Tübingen Hearing Research Centre, Department of Otolaryngology, Head & Neck Surgery, University of Tübingen Medical Center, 72076 Tübingen, Germany.
Genes (Basel). 2020 Nov 26;11(12):1411. doi: 10.3390/genes11121411.
The gene encodes otoferlin, a critical protein at the synapse of auditory sensory cells, the inner hair cells (IHCs). In the absence of otoferlin, signal transmission of IHCs fails due to impaired release of synaptic vesicles at the IHC synapse. Biallelic pathogenic and likely pathogenic variants in predominantly cause autosomal recessive profound prelingual deafness, DFNB9. Due to the isolated defect of synaptic transmission and initially preserved otoacoustic emissions (OAEs), the clinical characteristics have been termed "auditory synaptopathy". We review the broad phenotypic spectrum reported in patients with variants in that includes milder hearing loss, as well as progressive and temperature-sensitive hearing loss. We highlight several challenges that must be addressed for rapid clinical and genetic diagnosis. Importantly, we call for changes in newborn hearing screening protocols, since OAE tests fail to diagnose deafness in this case. Continued research appears to be needed to complete otoferlin isoform expression characterization to enhance genetic diagnostics. This timely review is meant to sensitize the field to clinical characteristics of DFNB9 and current limitations in preparation for clinical trials for gene therapies that are projected to start in 2021.

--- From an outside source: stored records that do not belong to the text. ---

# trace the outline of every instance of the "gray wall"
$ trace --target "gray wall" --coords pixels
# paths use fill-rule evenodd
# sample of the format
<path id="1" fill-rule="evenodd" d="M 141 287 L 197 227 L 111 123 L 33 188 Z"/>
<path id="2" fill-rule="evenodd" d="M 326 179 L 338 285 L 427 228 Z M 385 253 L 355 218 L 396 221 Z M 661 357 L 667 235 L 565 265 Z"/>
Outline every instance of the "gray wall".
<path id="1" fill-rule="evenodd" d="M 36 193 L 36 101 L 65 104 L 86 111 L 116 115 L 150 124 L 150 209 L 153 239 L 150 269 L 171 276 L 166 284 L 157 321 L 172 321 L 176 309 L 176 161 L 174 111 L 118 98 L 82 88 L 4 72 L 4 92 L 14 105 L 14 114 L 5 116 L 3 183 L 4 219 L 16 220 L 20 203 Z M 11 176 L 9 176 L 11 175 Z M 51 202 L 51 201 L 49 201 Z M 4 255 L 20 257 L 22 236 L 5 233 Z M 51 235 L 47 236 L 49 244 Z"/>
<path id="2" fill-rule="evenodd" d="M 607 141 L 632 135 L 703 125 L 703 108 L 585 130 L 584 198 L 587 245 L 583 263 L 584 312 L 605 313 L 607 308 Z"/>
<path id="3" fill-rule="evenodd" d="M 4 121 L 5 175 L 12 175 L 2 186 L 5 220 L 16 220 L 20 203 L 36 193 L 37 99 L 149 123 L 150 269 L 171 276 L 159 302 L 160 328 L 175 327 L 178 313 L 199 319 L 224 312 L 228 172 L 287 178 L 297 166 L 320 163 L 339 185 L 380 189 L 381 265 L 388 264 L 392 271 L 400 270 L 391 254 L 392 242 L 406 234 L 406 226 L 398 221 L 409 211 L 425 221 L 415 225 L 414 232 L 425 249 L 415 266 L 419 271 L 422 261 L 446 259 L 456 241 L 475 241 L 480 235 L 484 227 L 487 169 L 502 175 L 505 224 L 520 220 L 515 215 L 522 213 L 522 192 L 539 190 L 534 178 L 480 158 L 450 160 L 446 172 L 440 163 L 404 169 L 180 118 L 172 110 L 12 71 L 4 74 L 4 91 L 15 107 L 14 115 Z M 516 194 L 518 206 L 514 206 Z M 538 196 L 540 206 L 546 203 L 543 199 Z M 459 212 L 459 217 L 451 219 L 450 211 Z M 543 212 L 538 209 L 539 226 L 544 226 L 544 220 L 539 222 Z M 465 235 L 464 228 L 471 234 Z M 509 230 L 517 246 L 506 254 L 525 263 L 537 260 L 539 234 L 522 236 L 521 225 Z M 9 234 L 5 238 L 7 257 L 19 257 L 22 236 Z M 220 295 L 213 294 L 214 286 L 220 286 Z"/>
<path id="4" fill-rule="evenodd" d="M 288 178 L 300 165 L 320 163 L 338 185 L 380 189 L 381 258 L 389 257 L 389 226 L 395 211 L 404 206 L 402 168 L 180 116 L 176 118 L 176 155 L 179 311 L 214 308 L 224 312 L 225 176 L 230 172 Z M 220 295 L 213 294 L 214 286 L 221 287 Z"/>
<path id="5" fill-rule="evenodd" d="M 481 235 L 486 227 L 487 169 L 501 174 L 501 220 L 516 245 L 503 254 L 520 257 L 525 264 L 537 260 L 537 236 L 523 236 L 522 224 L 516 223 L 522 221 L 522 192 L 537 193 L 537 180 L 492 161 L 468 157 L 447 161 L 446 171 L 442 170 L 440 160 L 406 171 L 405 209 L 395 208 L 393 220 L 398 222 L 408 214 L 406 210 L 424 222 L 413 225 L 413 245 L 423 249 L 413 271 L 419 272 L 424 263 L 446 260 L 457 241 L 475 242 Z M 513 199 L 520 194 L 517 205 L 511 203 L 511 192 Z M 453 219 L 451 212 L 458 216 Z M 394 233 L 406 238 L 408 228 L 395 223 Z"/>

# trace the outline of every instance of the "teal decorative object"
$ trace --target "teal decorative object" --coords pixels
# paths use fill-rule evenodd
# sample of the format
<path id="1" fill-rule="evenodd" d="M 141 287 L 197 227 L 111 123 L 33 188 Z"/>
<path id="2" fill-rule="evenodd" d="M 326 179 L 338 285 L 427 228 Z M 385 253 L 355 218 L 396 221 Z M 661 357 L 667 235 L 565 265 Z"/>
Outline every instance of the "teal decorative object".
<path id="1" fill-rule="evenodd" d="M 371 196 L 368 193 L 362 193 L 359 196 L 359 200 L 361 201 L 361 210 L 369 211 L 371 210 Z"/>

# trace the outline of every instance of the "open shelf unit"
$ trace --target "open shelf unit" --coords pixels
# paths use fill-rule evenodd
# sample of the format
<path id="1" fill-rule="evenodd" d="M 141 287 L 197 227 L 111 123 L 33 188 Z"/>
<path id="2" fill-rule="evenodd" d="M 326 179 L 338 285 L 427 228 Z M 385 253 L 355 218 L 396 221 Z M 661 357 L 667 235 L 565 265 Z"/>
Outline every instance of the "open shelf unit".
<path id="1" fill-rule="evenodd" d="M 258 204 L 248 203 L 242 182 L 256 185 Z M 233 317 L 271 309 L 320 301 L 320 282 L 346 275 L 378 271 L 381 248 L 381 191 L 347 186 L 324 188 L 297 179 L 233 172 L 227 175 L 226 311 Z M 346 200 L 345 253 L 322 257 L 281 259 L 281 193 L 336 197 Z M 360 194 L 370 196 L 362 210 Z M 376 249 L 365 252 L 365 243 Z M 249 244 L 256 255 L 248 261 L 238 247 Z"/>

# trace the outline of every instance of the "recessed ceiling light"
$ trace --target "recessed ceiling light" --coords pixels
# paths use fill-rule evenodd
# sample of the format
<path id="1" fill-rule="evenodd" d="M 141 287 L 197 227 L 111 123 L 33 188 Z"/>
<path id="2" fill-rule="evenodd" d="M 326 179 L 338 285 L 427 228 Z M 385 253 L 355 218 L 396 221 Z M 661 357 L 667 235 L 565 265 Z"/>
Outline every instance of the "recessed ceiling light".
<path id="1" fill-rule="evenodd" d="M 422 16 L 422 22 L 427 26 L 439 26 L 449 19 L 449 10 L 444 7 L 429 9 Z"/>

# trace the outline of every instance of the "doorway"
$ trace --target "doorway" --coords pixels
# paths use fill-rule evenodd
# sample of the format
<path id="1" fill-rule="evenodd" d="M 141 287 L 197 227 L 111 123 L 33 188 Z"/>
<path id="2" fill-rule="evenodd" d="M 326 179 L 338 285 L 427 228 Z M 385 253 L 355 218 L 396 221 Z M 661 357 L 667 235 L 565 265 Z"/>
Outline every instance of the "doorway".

该基因编码耳声发射蛋白(otoferlin),它是听觉感觉细胞(内毛细胞)突触的关键蛋白。如果没有 otoferlin,由于内毛细胞突触中突触小泡释放受损,信号传递就会失败。主要位于 上的双等位致病性和可能致病性变体导致常染色体隐性遗传性重度语前聋(DFNB9)。由于突触传递的孤立缺陷和最初保留的耳声发射(OAE),临床特征被称为“听觉突触病”。我们回顾了在 变体患者中报告的广泛表型谱,包括更轻的听力损失以及进行性和温度敏感的听力损失。我们强调了必须解决的几个挑战,以便快速进行临床和遗传诊断。重要的是,我们呼吁改变新生儿听力筛查方案,因为在这种情况下,OAE 测试无法诊断耳聋。似乎需要进一步研究以完成 otoferlin 同工型表达特征的描述,从而增强遗传诊断。本次及时的综述旨在使该领域了解 DFNB9 的临床特征,并为预计将于 2021 年开始的 otoferlin 基因治疗临床试验做好准备。